In the wake of the housing meltdown, strategic defaults, or walkaways, continue to be a popular way to dispose of a home whose value has dropped significantly below the mortgage balance. Those using this option can usually afford their house note, but choose to move on to housing that offers more value for their money.Sites like http://www.youwalkaway.com assist walkaways: “We won’t judge your reason, we just want to help you find solutions. Use the law to your advantage. “
The LA Times reports that Fannie Mae (Federal National Mortgage) will pursue deficiency judgments on certain types ofdefaulted mortgages and will take steps to keep walkaways from getting new mortgages for 7 years. While mortgage deficiency judgments are illegal in some states, most allow this practice. I discussed the prospect of walkaways being held accountable for their debts in an April Post “Strategic defaults or foreclosure hell?”.
Strategic defaults have been in the news for quite a while now. In May, CBS’s 60 Minutes did an extensive report.
I have concerns that banks and FNMA will, get deficiency judgments, then turn the debts over to collection agencies for pennies on the dollar. And we all no how collection agencies operate.

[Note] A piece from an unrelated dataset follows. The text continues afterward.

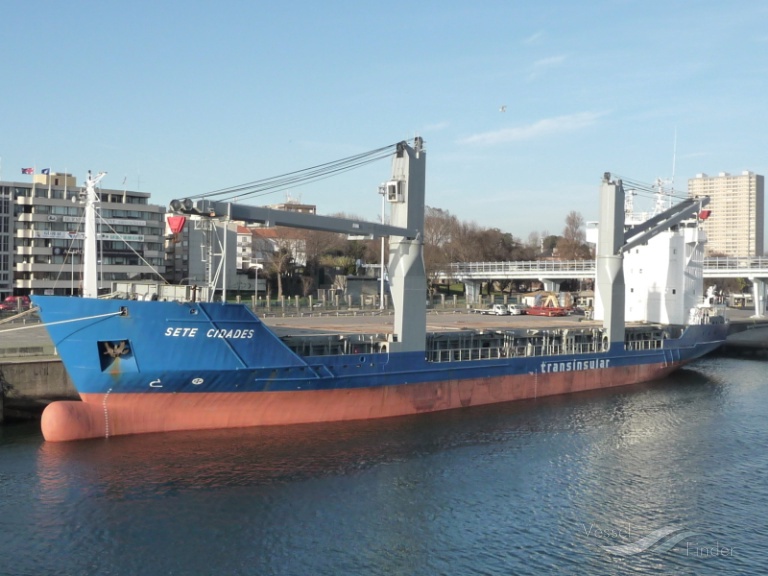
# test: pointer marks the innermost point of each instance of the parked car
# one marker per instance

At the root of this issue is the easy money of the early and mid-2000’s, when you could buy a home, or refinance it at greater than market value, with acquisition costs of zero or less (that’s right, buyers were getting money back at closing). I looked up the purchase information for a recent walkaway owner: 80% first mortgage, 20% second mortgage, and 6% in seller’s concessions. Absolutely no equity in a sinking asset – nothing to keep this person, and hundreds of thousands just like him, from strategically defaulting with the slightest of provocation.